The night before the hunt was spent on the phone making the arrangements, oiling the gun and boots, packing the vehicle, a pickup in later years, laying out the clothes, the jackets with pockets for shells and game. It was a ritual, part of the deal.

I could hear him leave in the morning with his thermos of coffee, the only time he liked to get up early being for a hunt. I could hear him say “Kennel” and the dog would jump into the back of the truck or car, ready to go, tail wagging. Time to drive through the dark to reach the fields at dawn.

Dove hunts started September 1 in Oklahoma and you need as many hunters as you could to work a field. No dogs on this one. Quail hunts were smaller with as many dogs as you trusted to do the job. Walking those fields on cold fall mornings breathed life into the hunters I knew. They loved bringing home the game, but they loved being outdoors walking, working the dogs, watching the birds fly just as much. On the days when they came home almost empty handed, there was the same excitement because of the day they’d had.

Another ritual was the hunters’ breakfast in small rural towns, filled with hunters coming in after the first run of the morning, telling the stories, eating the huge breakfasts provided at bargain rates in those great little cafes. It was another part of the deal.

Then there was the homecoming, cleaning the birds, cleaning the gun for the next time, cleaning the mud off the boots, packing away the jackets and gear. My husband even liked to cook the game, using his Hasty-Bake in its finest way. He got a great dove recipe from someone he met in a field and we couldn’t wait. I can’t tell you how I miss having game to eat these days.

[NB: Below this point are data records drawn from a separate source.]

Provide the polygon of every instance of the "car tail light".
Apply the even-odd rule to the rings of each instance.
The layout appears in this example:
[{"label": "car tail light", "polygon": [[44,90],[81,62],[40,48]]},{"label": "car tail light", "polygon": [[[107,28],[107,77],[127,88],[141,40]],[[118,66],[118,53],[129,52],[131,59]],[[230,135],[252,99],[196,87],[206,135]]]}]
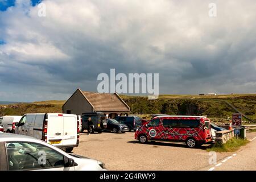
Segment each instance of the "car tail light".
[{"label": "car tail light", "polygon": [[13,131],[14,131],[15,129],[15,122],[13,122],[13,126],[11,127],[11,129]]},{"label": "car tail light", "polygon": [[47,121],[46,121],[43,129],[43,133],[46,134],[47,134]]},{"label": "car tail light", "polygon": [[44,123],[43,125],[43,134],[42,140],[47,142],[47,123],[48,123],[48,115],[46,114],[44,117]]},{"label": "car tail light", "polygon": [[77,133],[80,133],[80,125],[79,125],[79,121],[77,121]]}]

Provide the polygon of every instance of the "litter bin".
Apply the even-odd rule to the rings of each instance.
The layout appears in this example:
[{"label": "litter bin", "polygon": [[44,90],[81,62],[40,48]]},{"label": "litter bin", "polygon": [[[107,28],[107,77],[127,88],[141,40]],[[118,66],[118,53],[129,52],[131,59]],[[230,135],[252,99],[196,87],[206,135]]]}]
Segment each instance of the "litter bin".
[{"label": "litter bin", "polygon": [[242,138],[246,138],[246,129],[244,126],[242,126],[242,128],[240,129],[240,136]]}]

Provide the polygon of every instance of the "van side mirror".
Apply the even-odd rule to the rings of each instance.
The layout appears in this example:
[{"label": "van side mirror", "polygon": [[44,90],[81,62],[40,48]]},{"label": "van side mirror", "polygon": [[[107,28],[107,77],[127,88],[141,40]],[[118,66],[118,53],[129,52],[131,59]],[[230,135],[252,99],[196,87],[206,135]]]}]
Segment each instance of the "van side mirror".
[{"label": "van side mirror", "polygon": [[72,167],[75,166],[75,160],[73,159],[68,159],[67,160],[67,162],[65,163],[64,167]]}]

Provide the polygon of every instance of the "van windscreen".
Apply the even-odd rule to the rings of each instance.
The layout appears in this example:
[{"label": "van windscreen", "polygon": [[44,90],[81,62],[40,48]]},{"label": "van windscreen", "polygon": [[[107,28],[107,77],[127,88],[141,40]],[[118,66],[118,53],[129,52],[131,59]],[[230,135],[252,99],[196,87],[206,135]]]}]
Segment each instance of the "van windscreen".
[{"label": "van windscreen", "polygon": [[205,121],[204,122],[204,125],[205,126],[205,128],[207,129],[210,129],[210,122],[209,121]]}]

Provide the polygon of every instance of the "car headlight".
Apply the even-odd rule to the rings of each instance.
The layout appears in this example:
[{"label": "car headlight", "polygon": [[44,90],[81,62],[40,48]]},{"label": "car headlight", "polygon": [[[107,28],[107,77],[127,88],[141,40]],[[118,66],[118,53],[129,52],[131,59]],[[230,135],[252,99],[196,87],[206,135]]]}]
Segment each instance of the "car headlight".
[{"label": "car headlight", "polygon": [[102,162],[98,161],[98,164],[102,168],[102,169],[106,169],[106,166],[105,165],[105,164],[104,163],[102,163]]}]

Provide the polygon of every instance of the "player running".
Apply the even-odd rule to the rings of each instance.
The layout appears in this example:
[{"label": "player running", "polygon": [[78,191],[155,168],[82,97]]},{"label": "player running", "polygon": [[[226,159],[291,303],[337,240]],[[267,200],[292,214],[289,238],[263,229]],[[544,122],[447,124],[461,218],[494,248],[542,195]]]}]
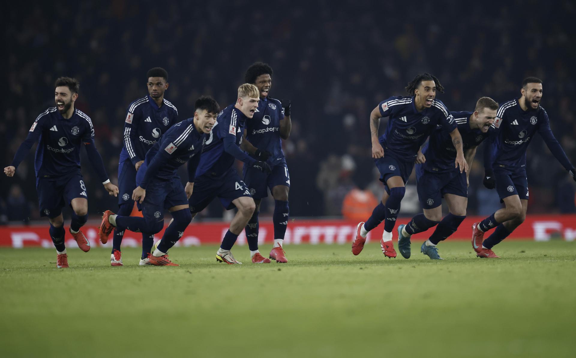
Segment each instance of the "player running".
[{"label": "player running", "polygon": [[[258,108],[259,96],[258,88],[253,84],[247,83],[238,88],[236,103],[218,114],[196,171],[196,187],[189,200],[192,217],[217,197],[226,210],[238,209],[216,253],[219,262],[242,263],[234,258],[230,250],[256,208],[248,189],[234,168],[234,161],[241,160],[245,165],[267,174],[271,172],[266,162],[250,157],[239,148],[246,122]],[[257,253],[252,259],[257,263],[270,262]]]},{"label": "player running", "polygon": [[[118,214],[121,216],[129,216],[134,207],[132,192],[136,189],[136,173],[144,163],[146,152],[178,122],[178,110],[164,98],[169,85],[168,72],[154,67],[148,71],[146,78],[148,95],[130,103],[124,121],[124,146],[118,163]],[[122,266],[120,247],[123,236],[123,231],[114,230],[110,255],[112,266]],[[142,260],[148,257],[153,240],[153,235],[142,232]]]},{"label": "player running", "polygon": [[[492,251],[494,245],[506,239],[526,218],[528,207],[528,183],[526,176],[526,149],[537,133],[550,152],[574,177],[574,168],[550,129],[548,114],[540,105],[542,81],[528,77],[522,82],[520,98],[505,102],[500,107],[492,126],[496,130],[492,150],[484,150],[484,184],[494,188],[505,205],[503,209],[472,227],[472,244],[476,256],[498,258]],[[484,233],[496,228],[486,240]]]},{"label": "player running", "polygon": [[38,141],[34,169],[40,213],[40,216],[47,216],[50,223],[48,231],[56,247],[56,267],[59,269],[69,267],[62,217],[65,205],[72,208],[70,234],[82,251],[90,250],[90,242],[80,231],[88,218],[88,194],[80,171],[81,144],[84,144],[88,160],[104,189],[110,195],[118,195],[118,188],[110,182],[102,157],[94,144],[92,120],[74,108],[79,86],[75,78],[60,77],[56,80],[56,107],[48,108],[38,116],[14,156],[12,164],[4,168],[4,174],[13,176],[18,165]]},{"label": "player running", "polygon": [[[372,157],[380,172],[380,181],[384,184],[386,191],[382,196],[382,202],[374,209],[366,223],[358,224],[356,237],[352,243],[354,255],[359,254],[364,248],[368,232],[385,218],[380,247],[386,257],[396,257],[392,231],[404,197],[404,186],[412,172],[420,146],[437,126],[442,126],[443,131],[450,133],[456,149],[455,167],[459,167],[460,172],[468,169],[462,150],[462,138],[452,115],[444,104],[435,99],[437,88],[444,92],[444,88],[438,78],[429,73],[419,74],[406,86],[410,97],[391,97],[380,102],[370,114]],[[378,139],[378,127],[382,117],[390,119],[386,132]],[[407,248],[406,246],[403,244],[400,249],[410,249],[409,243]]]},{"label": "player running", "polygon": [[268,94],[272,86],[274,71],[267,63],[256,62],[246,71],[244,79],[254,84],[260,92],[258,110],[252,119],[246,121],[244,140],[240,146],[256,160],[270,164],[272,172],[263,172],[259,169],[244,164],[244,183],[249,188],[254,199],[256,209],[246,225],[246,239],[253,257],[259,254],[258,250],[258,213],[263,198],[268,196],[270,188],[274,198],[274,243],[270,258],[276,262],[287,262],[282,248],[282,242],[288,225],[290,210],[288,207],[288,191],[290,190],[290,175],[286,160],[282,152],[282,141],[290,136],[292,129],[290,118],[290,101],[281,101],[270,98]]},{"label": "player running", "polygon": [[[194,108],[194,118],[171,127],[146,154],[136,176],[138,186],[132,194],[132,199],[142,205],[143,217],[116,215],[109,210],[102,217],[98,236],[105,242],[115,228],[152,235],[160,232],[164,226],[164,209],[170,212],[172,221],[154,251],[140,261],[141,265],[179,266],[170,261],[167,253],[192,220],[188,198],[207,134],[211,133],[219,110],[210,97],[200,97]],[[184,188],[177,172],[187,162],[188,179]]]},{"label": "player running", "polygon": [[[491,133],[490,126],[496,118],[498,104],[483,97],[476,103],[474,112],[451,112],[462,136],[464,158],[468,168],[476,154],[476,147]],[[450,135],[440,128],[430,135],[430,140],[418,153],[416,175],[418,198],[424,208],[423,214],[412,218],[407,225],[398,227],[398,247],[404,258],[410,257],[410,237],[436,226],[430,238],[422,243],[420,251],[431,259],[442,259],[436,245],[456,232],[466,217],[468,205],[468,176],[454,167],[456,150]],[[448,204],[449,213],[442,218],[442,198]]]}]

Some people don’t like hunting in any form, but it was such a part of my family that I understood. They were actually some of the greatest conservationists I knew since the last thing they wanted was for a species to be over hunted.

This fall, as I drive through the countryside, I study those fields and imagine the men I loved walking through them with the dogs running ahead. I understand their love of the land, of the rituals, of the season, of the hunt. I miss all of it. I miss them.